La hora de la verdad


Miguel Angel Palomera.-

Por muchos, pero muchos años, un importante núcleo de la población de Manzanillo y sus comunidades vecinas habían luchado por obtener documentos que dieran fe y legalidad a sus propiedades y/o patrimonio familiar, para lo que tuvieron que pasar décadas y finalmente el que se creía un sueño se vuelve realidad.

En un acto público el día cuatro de julio en el casino-casa ejidal de Salagua, se hizo por fin la entrega de 500 títulos de propiedad a comunidades como Suchitlán de Juárez, Periquillo, así como Santiago y otras dentro de este municipio de Manzanillo.

En este importante acto estuvo presente el gobernador Mario Anguiano, quien en su calidad de Ejecutivo estatal dio fe de lo entregado en el marco denominado “Certeza Jurídica para la Tenencia de la Tierra”, cuyos títulos de predios consistieron en la entrega de certificados parcelarios, constancias, credenciales, etc.

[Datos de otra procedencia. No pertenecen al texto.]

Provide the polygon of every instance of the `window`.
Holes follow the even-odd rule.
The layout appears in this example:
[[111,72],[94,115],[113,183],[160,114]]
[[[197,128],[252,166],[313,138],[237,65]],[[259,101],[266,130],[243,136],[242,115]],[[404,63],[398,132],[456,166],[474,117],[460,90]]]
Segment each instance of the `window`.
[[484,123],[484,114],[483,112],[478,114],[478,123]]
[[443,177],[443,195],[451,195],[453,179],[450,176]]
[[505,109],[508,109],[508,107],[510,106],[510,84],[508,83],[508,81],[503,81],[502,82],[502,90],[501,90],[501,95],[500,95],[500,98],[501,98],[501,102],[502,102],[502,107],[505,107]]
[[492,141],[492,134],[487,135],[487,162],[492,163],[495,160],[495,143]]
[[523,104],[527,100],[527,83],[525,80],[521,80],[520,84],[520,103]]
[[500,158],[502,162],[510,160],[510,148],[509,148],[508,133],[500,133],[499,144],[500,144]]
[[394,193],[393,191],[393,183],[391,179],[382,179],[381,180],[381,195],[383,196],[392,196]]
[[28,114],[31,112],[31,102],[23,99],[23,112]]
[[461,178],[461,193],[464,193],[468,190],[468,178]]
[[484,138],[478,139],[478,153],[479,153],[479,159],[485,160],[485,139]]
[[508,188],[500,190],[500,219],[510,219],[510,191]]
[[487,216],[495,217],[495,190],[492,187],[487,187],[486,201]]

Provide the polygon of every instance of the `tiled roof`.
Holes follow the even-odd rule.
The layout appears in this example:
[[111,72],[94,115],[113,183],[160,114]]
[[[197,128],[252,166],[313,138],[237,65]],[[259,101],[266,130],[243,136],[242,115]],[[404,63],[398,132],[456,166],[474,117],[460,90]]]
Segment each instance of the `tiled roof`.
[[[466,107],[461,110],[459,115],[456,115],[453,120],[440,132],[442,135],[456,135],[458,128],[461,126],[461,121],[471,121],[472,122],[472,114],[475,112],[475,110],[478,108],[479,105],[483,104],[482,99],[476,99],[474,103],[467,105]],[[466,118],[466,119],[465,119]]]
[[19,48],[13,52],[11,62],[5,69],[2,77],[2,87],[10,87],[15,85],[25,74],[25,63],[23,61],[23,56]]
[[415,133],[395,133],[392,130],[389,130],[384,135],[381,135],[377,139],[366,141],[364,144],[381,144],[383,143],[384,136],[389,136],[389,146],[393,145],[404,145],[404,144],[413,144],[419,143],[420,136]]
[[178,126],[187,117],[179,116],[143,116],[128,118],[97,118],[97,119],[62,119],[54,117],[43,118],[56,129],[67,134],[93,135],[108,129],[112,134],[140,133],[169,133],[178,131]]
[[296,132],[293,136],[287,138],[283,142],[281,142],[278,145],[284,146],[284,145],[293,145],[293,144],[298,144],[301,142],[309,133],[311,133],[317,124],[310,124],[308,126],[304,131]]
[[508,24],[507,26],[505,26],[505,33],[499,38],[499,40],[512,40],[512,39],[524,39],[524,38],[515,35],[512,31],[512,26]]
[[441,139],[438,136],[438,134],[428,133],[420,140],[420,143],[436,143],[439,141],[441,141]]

Dichos documentos, que son de vital importancia para cada uno de los interesados, fueron entregados en presencia del director en jefe del Registro Agrario Nacional (RAN), Manuel Ignacio Acosta Gutiérrez, quien con mucho beneplácito, felicitó a quienes ese día lograban su anhelo -el título de propiedad a sus respectivos nombres- y les dijo: “Ya pueden heredar sin problemas a sus hijos o familiares más cercanos, porque sus documentos así lo avalan”.

Queda entonces claro que las difamaciones e intento de desprestigio en contra de la persona de Guillermo Topete en el periodo que se desempeñó como presidente del Ejido de Campos, fueron solo eso, “calumnias”, para quedar bien con alguien dentro de los intereses de gente mezquina que sin conciencia y sin pensar en el perjuicio que le seguían no a él en lo particular, sino a toda una población ávida de darle más valor a sus propiedades bajo escritura legal que se hubiera visto como una de las primeras y que por escuchar a gente mal intencionada, no fueron del todo beneficiados como realmente el entonces líder “Memo” Topete lo hubiera querido.

Pero hay un dicho que reza: “Dios no cumple antojos ni endereza jorobados” y las indirectas que hicieron en su contra se convirtieron en filosos cuchillos que atraviesan y desgarran la mentira.

Finalmente solo podemos agregar esto:

Cuando uno apunta con un dedo hacia otra persona, nunca hay que olvidar que cinco o más lo apuntan a él o ellos. Por eso hay otro dicho: “Cae más rápido un hablador que un cojo”.

Que esté usted bien, estimado lector.